HISA put on hold in Louisiana, West Virginia

Columbus, OH — On Tuesday (July 26), a federal judge in the Western District of Louisiana issued a preliminary injunction against the Horseracing Integrity and Safety Authority (HISA), granting a motion brought by the State of West Virginia, Louisiana State Racing Commission, the Louisiana Horsemen’s Benevolent and Protective Association, Louisiana Thoroughbred Breeders Association, the Jockeys Guild Inc., and the West Virginia Racing Commission.

Judge Terry A. Doughty ruled to the prohibit implementation of a series of HISA rules in Louisiana and West Virginia only. The opinion and order can be found here.

The United States Trotting Association (USTA) has long opposed HISA and is party to a separate action challenging HISA’s constitutionality. President Russell Williams offered the following comments and analysis:

A preliminary injunction, one of the most rarely-exercised forms of judicial power known to the law, has been entered in State of Louisiana v. HISA. This case is separate from other challenges to HISA, having been filed on June 29, 2022. It is the first case to challenge the lawfulness of rulemaking by the HISA Authority and the FTC. Although the USTA is not a plaintiff in the June 29 case, the legal issues tie directly to those in our case, which is now on appeal to the U.S. Court of Appeals for the Sixth Circuit.

To obtain a preliminary injunction, a party must clear a set of standard legal hurdles, one of which is showing a reasonable likelihood of success on the merits. It is a serious matter to ask a court to halt the operation of a federal law while a case goes forward, but that is what happened here, and the court granted the injunctive relief requested.
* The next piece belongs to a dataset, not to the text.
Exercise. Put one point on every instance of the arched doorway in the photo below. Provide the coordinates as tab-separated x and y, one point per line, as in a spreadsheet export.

The State of Louisiana and the other plaintiffs successfully showed that the HISA Authority ignored the Administrative Procedure Act (APA) by choosing a 14-day comment period when the APA provides for at least 30 days. Moreover, the court was satisfied that plaintiffs could show that the HISA Authority unlawfully enlarged its own jurisdiction by expanding the definition of covered horses beyond the terms of the HISA statute. The plaintiffs also made the required showing that the HISA Authority exceeded its statutory access to covered persons’ books, records, and personal property by also undertaking to seize those items. Finally, the court accepted plaintiffs’ showing that the HISA Authority unlawfully expanded its own statutory power to collect fees from racing constituents.

These points that the district court relied on to grant the injunction are all matters that the States of Oklahoma, Louisiana, and West Virginia are challenging in the USTA lawsuit. First of all, who can protect us from unlawful actions by the HISA Authority, a private organization that is accountable to no one but itself? Obviously not the Federal Trade Commission, which stood helplessly by while the HISA Authority violated federal law, unlawfully expanded its own jurisdiction, and ignored the dictates of the statute that created the Authority in the first place.

This case establishes that HISA imperils racing — Thoroughbred racing at present, but harness racing inevitably. Today’s decision enjoins the HISA Authority only in Louisiana and West Virginia, but the horse industry should work to extend injunctive relief to all the racing states.